# OpenGroupware vs. Open-xchange

## stream

ich will mich mal in nächster zeit mit einem der beiden systemen beschäftigen

was sind eure erfahrungen mit den groupwares? welche lösung verwendet ihr da?

ich will was in der richtung tun:

openldap, postfix, postgrsql oder mysql, cyrus,...

erfreulicherweise gibts auch eine menge howtos   :Very Happy: 

----------

## Haldir

Beides is imho schrott  :Wink: 

opengroupware is vom source code her ein verhau, dafür vergleichsweise funktionstüchtig

open-exchange is imho weit von ausgereift entfernt.

Brauchst du connectivity mit outlook ?, dann nimm opengroupware und den kommerziellen zidelook connector, bei openxchange solls ja irgendwann ne version geben die auch für privatuser kostenlos ist.

Brauchst du connectivity mit evolution etc. ?. opengroupware unterstützt das zwar, aber die connector apps sind alle nur so halb fertig, bei openxchange siehts wohl auch net besser aus. 

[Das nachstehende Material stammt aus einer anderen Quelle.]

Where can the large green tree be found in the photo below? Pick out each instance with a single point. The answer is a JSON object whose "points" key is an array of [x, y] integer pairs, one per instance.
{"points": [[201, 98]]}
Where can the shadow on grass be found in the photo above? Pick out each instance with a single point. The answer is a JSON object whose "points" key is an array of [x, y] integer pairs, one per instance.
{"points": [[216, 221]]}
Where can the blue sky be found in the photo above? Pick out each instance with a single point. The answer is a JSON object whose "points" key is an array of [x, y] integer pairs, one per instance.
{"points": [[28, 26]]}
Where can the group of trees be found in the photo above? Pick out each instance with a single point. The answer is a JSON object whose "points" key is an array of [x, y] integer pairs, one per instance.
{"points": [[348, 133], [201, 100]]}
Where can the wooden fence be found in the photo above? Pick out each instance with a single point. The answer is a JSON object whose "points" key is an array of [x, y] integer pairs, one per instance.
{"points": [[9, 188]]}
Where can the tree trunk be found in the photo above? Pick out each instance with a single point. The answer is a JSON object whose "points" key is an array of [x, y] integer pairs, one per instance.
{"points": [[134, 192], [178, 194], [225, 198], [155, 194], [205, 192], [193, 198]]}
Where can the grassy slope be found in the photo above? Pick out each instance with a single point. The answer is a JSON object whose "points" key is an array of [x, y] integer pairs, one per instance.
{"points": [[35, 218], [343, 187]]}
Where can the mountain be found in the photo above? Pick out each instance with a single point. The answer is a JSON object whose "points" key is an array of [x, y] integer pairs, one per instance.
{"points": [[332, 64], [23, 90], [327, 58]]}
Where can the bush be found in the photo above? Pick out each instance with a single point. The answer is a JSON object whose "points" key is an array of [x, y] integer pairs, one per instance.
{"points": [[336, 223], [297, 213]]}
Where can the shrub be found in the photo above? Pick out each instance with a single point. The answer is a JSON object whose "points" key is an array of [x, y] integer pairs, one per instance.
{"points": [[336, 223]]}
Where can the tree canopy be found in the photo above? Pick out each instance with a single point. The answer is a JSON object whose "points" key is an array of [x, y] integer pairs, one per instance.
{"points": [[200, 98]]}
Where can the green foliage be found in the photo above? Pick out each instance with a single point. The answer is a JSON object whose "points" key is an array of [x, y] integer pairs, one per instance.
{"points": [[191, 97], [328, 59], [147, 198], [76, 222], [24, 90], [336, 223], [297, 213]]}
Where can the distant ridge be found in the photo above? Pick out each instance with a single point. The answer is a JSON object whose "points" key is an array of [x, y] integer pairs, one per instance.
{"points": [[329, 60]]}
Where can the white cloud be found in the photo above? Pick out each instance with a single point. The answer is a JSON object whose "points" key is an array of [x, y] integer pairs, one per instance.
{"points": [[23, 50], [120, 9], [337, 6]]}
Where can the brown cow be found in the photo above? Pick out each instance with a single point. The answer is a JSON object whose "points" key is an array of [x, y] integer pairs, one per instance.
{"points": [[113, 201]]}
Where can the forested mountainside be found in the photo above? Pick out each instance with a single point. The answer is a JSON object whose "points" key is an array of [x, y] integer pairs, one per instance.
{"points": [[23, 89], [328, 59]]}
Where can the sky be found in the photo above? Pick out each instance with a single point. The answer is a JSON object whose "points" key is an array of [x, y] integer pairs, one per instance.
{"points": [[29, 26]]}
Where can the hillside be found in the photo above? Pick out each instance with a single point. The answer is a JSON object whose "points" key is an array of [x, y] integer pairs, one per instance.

Du brauchst nur webmail, taskplaner usw, schau dir e-groupware an

Imho solltest dir open groupware bzw xchange nur antun wenn du zwingend connectivity mit outlook haben willst. 

Ansonsten ernsthaft überlegen ob Evolution nicht ausreicht und/oder E-groupware...

----------

## stream

 *Quote:*   

> open-exchange is imho weit von ausgereift entfernt. 

 

wie zeigt sich das?

 *Quote:*   

> openxchange solls ja irgendwann ne version geben die auch für privatuser kostenlos ist

 

open-xchange steht unter der gpl

----------

## Haldir

Ich bezieh mich auf den outlook connector, der soll nicht gpl sein  :Wink: 

----------

## andix

 *Haldir wrote:*   

> Ansonsten ernsthaft überlegen ob Evolution nicht ausreicht und/oder E-groupware...

 

Gibt es für Evolution eine Anbindung an E-Groupware? Oder was meinst du damit?

----------

## Haldir

Ist wohl geplant, ein paar KDE organizer haben wohl schon Anbindung.

Zur zeit kannst das "und" aber streichen

----------